Now, Amell often finds himself as being the most popular guest whenever making convention appearances, but would you believe there was a time when he actually made less than his co-stars? While recently appearing on Michael Rosenbaum’s podcast, Inside of You, the Emerald Archer himself had this to say:

“It was a fair deal. I had no quote. I had never been a series regular before. I was a series regular on ‘Hung’, technically, but I wasn’t going to be bumped up to a series regular price until the fourth season—if there was a fourth season, which there wasn’t. It was a very, very fair deal. I mean, the first thing they did was try to hire me as a Canadian… That’s the first conversation that they have and my agent shut it down immediately. Basically, the business affairs person comes back, semi-embarrassed, and says, ‘You know, I gotta ask…’”
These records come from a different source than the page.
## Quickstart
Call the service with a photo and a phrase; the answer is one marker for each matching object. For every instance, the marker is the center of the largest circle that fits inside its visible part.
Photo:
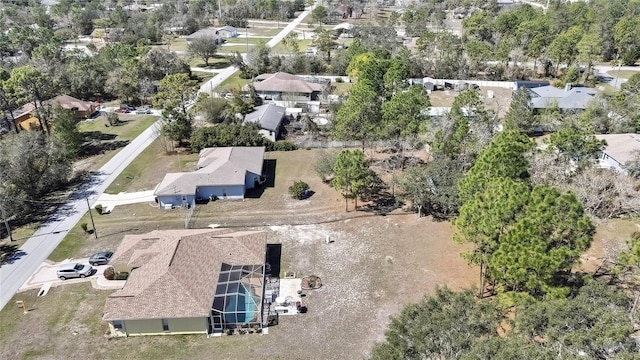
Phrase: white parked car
(74, 270)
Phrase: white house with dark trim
(224, 173)
(268, 117)
(620, 149)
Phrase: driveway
(45, 277)
(110, 201)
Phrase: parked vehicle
(101, 258)
(74, 270)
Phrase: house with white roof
(224, 173)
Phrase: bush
(109, 273)
(284, 146)
(298, 189)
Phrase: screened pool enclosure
(238, 299)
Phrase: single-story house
(224, 172)
(193, 281)
(25, 117)
(227, 32)
(529, 84)
(268, 117)
(284, 86)
(620, 149)
(208, 33)
(567, 99)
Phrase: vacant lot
(375, 266)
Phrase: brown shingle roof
(178, 271)
(287, 83)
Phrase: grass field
(233, 82)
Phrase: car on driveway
(101, 258)
(74, 270)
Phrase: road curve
(39, 246)
(16, 271)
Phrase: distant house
(620, 149)
(225, 173)
(567, 99)
(529, 84)
(284, 86)
(227, 32)
(268, 117)
(195, 281)
(208, 33)
(25, 117)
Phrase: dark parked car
(101, 258)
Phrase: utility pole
(6, 222)
(95, 233)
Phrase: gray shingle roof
(216, 166)
(178, 271)
(267, 116)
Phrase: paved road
(31, 255)
(225, 73)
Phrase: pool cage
(237, 302)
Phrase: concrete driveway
(45, 277)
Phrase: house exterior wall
(175, 200)
(222, 192)
(177, 326)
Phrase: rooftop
(216, 166)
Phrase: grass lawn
(623, 74)
(113, 136)
(217, 62)
(233, 82)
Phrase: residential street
(35, 251)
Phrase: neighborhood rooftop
(176, 271)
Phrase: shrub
(109, 273)
(284, 146)
(298, 189)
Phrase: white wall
(231, 191)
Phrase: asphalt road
(26, 261)
(225, 73)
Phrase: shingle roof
(180, 270)
(216, 166)
(621, 147)
(574, 98)
(267, 116)
(287, 83)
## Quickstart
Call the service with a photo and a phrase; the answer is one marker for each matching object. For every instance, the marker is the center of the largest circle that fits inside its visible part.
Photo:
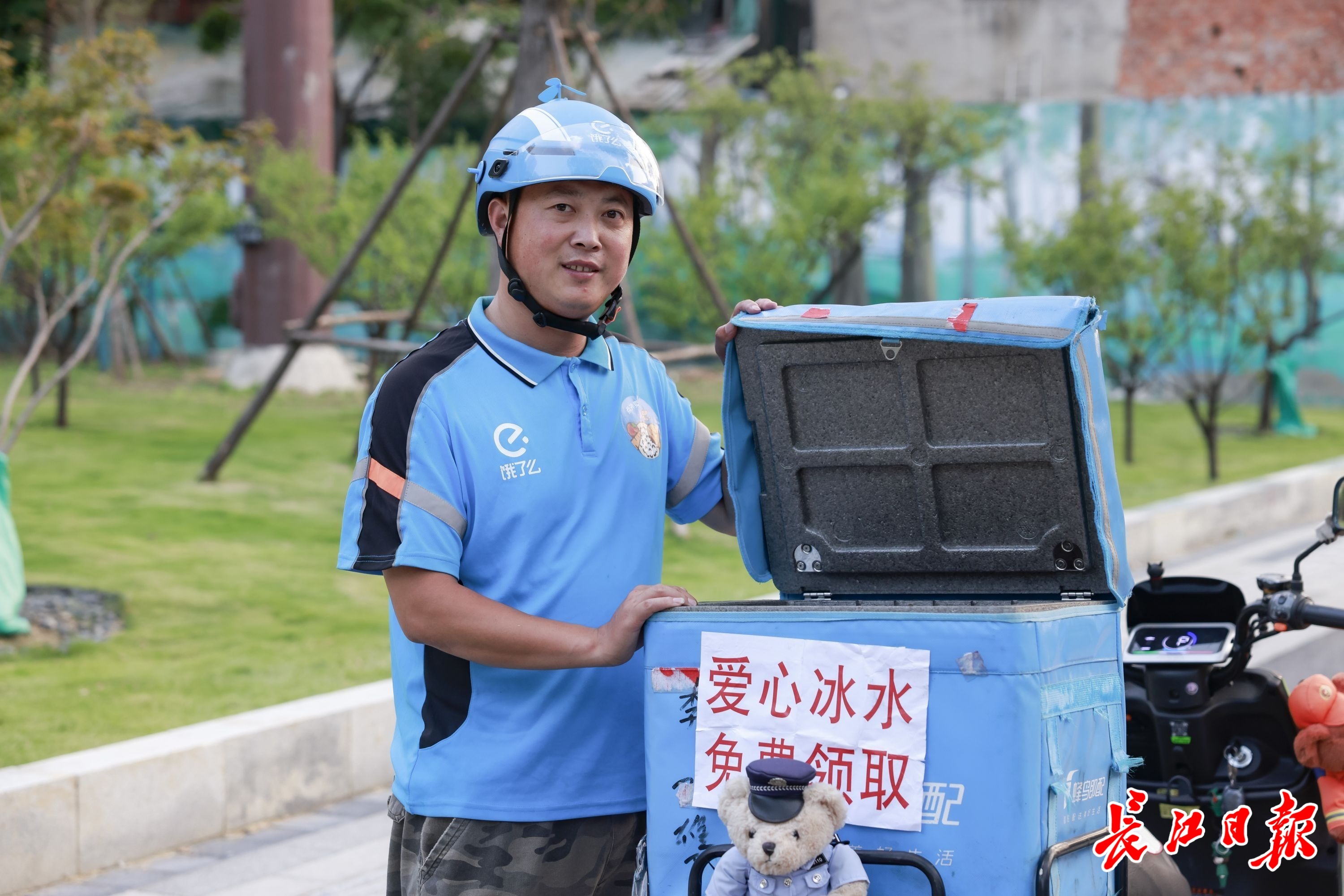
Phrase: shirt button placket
(585, 422)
Considering that he was working alongside veterans such as Paul Blackthorne and Susanna Thompson, I can understand why he’d say that. Luckily, things changed during season 2:

“The only issue I had in the first couple of years was, I think, that up until the end of the second season I was the fourth or fifth highest-paid cast member, because I had no quote. They gave me what they termed as a ‘gift’ after season 2… it’s them raising my salary without asking for anything in return. My thing was very simple. I just said, ‘Quite frankly, I work way more than everybody else.’ Especially in season 1 and season 2… it was way more disproportionate than it is now. I think somebody was making X. They’re like, ‘OK, your new salary is going to be X minus, like, $1,250 per episode.’ And I go, ‘What are you doing? That’s not the most amount of money.’ They said, ‘Yeah, no. It’s the most amount of money over the course of 23 episodes because the person above you is not in all episodes produced.’ I was like, ‘OK, technically you’re right…’ That leaves a little bit of a sh**ty taste in my mouth. Just a little.”

Though I’m not sure what Amell’s paycheck looks like at the moment, I’d like to think he’s one of the highest paid actors employed by the network. And with his series charting new territory this fall, one can only hope it continues going strong for several more years.

Arrow returns for its seventh season on Monday, October 15 on The CW.